Армянин резко поднял заросшее черной щетиной, залитое слезами лицо. Его голос был прерывист и хрипл:

— Я оплакиваю себя, римлянин! Ты ничего не понял…

И молниеносно, прежде чем кто-либо успел что-то понять, выхватил из своего киликийского сапога пастуший нож и вогнал лезвие себе в горло.

Цезарь больше не чувствовал себя сродни богам. Ему словно дали пощечину — хлесткую, унизительную. Плевать хотел этот варвар на его помилование! Да еще — при всех!

Труп Пастуха бросили на берегу, у самой кромки воды.

Милетские галеры быстро отошли от острова. Вслед им неслись вой и вопли умирающих, и дикие вскрики чаек, словно и они были распяты, и блеяние брошенных овец и коз. Прочь! Но Цезарь заставил себя стоять на корме и смотреть и слушать, пока проклятый остров с мачтами его проклятых кораблей не истаял вдали. Чтобы вот так же он истаял и в его памяти.

На обеде у губернатора в Милетах он единственный раз в своей жизни, незаметно для себя очень сильно напился. И, кажется, наговорил много лишнего.
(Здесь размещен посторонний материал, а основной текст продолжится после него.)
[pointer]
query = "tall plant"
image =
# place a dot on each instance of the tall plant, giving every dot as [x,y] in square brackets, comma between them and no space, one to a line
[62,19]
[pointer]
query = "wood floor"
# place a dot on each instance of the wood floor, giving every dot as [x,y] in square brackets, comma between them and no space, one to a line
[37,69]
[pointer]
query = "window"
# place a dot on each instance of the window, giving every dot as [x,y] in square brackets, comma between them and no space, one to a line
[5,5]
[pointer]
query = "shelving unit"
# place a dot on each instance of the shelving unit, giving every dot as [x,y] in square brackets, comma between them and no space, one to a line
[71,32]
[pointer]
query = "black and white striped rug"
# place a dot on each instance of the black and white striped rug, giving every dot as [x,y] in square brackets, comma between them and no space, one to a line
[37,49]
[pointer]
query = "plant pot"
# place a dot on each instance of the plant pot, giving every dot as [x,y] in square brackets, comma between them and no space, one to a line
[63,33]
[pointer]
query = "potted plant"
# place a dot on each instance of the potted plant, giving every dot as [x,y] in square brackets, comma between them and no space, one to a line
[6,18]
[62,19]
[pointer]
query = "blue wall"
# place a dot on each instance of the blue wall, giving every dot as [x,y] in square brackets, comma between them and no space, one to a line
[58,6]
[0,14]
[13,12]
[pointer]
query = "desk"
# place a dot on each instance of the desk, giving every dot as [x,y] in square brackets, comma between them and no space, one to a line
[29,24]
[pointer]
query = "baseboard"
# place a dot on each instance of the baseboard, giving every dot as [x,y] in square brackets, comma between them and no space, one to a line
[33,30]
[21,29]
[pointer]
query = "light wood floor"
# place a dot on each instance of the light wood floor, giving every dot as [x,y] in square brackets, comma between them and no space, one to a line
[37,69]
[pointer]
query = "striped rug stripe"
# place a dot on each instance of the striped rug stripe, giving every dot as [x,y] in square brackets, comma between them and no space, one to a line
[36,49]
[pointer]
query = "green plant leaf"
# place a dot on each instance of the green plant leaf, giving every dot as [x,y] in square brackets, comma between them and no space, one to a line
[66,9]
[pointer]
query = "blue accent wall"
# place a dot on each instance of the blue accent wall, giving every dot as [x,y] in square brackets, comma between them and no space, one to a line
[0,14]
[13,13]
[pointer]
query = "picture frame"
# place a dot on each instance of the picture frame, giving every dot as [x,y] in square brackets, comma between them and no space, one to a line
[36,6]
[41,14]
А впрочем, он не помнил.

Рабу Аристофану он дал свободу, но тот не пожелал оставлять своего господина, и вместе они добрались наконец до Родоса, где Цезарь на занятые в Милете под долговую расписку деньги осуществил свою давнюю мечту — совершенствоваться в ораторском искусстве у знаменитого Аполлония Моло.

*

Цезарь позвал раба — заменить чадившие светильники. Тот бесшумно выполнял приказ, а он думал… За эти годы он завоевал огромную свирепую Галлию, в его войнах пали миллионы варваров и сограждан! Он, наверняка, избран, это боги дали ему в руки право распоряжаться сотнями тысяч судеб, это они возвысили его над смертными. Но Цезарь сам не понимал, почему он сейчас, в ночь мартовских ид, накануне решающего, назначенного им заседания Сената, которое определит все будущее Рима, вспоминает не о своих великолепных триумфах, а о том последнем тяжелом взгляде киликийца и вообще о проклятом острове. Где единственный раз в жизни он был рабом, но зато и впервые в жизни ненадолго ощутил себя богом: в руках его впервые оказалась власть — дать чьей-то жизни продолжиться или же прекратить ее.

Его расчет, что Рим забудет прежнюю грязную сплетню и будет говорить о нем другое, оказался верным. Почти верным. Новый слух докатился до Форума.

— Слыхали? Молодой Юлий… Ну, тот, который… это… в Вифинии… с Никомедом, помните? Не поверите: он в одиночку взял в плен десятки фармакусских пиратов!